Changelog

Version `3.1`

26 January 2024

feature YAML config auto-generation

It is now possible to automatically generate YAML config files for datasets.

feature YAML schema and hinting

A YAML schema for YAML config files can now be set in IDEs to enable YAML config file type hinting for improved and easier writing of YAML config files. I.e. users can now hit the tab button when writing YAML config files and see the available configuration options for the SDK.

feature Spark `DateType` native support

Native support to train and synthesize Spark DateType columns was added (in addition to the TimestampType and TimestampNTZType data types already supported).

enhancement Faster Spark Meta Extraction

2x faster extraction of Spark dataset meta information was achieved by implementing various performance optimisations.

enhancement Automatic Sampling

Automatic detection of very high cardinality columns was added, with such columns now automatically modelled with the SamplingModel model, matching the behaviour of SDK 2.9 for minimal code-conversion impact.

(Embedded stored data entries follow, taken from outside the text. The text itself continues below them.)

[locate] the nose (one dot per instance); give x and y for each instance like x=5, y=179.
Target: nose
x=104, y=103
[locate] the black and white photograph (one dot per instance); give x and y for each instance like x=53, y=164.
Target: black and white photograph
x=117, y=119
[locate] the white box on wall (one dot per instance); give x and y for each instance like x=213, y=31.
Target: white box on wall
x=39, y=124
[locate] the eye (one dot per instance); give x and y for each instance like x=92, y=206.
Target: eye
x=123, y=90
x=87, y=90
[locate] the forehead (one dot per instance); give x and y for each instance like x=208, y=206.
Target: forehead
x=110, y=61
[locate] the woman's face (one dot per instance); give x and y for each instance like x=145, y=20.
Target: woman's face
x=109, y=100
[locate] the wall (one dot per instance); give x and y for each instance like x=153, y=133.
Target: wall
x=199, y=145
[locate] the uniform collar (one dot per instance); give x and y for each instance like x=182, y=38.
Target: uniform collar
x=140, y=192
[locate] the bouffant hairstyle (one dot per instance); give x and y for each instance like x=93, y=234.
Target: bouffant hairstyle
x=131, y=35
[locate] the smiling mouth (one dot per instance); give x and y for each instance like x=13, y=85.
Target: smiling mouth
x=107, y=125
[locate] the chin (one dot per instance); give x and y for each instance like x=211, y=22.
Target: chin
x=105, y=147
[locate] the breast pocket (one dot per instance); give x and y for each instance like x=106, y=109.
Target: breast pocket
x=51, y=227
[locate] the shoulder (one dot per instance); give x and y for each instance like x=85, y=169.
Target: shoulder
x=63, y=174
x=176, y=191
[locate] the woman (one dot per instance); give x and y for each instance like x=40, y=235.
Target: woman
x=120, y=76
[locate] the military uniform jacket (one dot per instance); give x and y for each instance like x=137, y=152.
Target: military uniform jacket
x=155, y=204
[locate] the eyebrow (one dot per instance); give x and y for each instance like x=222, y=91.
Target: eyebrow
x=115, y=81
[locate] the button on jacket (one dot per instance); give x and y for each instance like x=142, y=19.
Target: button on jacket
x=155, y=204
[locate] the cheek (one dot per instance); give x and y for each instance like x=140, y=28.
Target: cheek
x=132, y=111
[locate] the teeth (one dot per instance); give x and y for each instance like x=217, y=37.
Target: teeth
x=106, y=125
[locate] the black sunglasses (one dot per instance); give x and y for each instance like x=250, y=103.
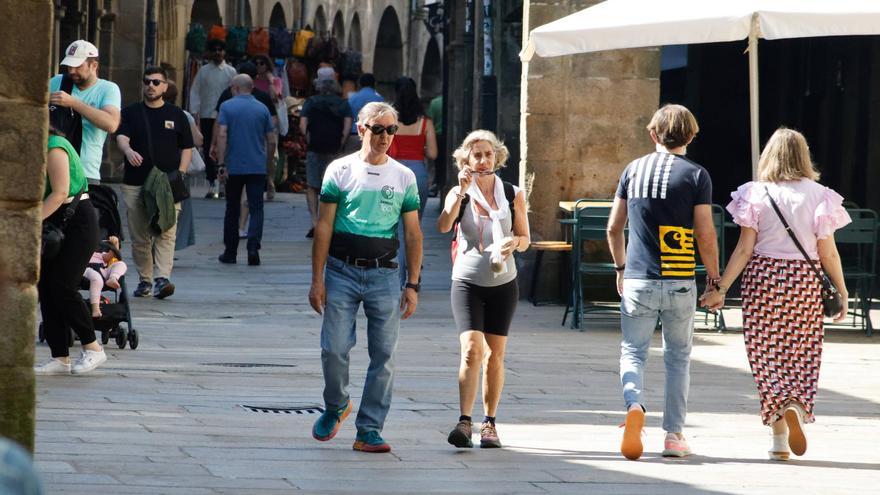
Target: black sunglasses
x=379, y=129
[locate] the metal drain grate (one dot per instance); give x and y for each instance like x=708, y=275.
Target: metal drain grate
x=250, y=365
x=305, y=409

enhancement Automatic Enumeration

Automatic detection of enumerated columns (i.e. columns with predictable increases in values, like ID columns) was added, with such columns now automatically modelled with the EnumerationModel model, matching the behaviour of SDK 2.9 for minimal code-conversion impact.

Version `3.0`

01 December 2023

enhancement Native Spark support

Synthesized’s SDK now natively supports Spark, allowing you to easily generate synthetic data for your Spark dataframes. It also supports distributed training of models on Spark clusters allowing you to scale your synthetic data generation to large datasets.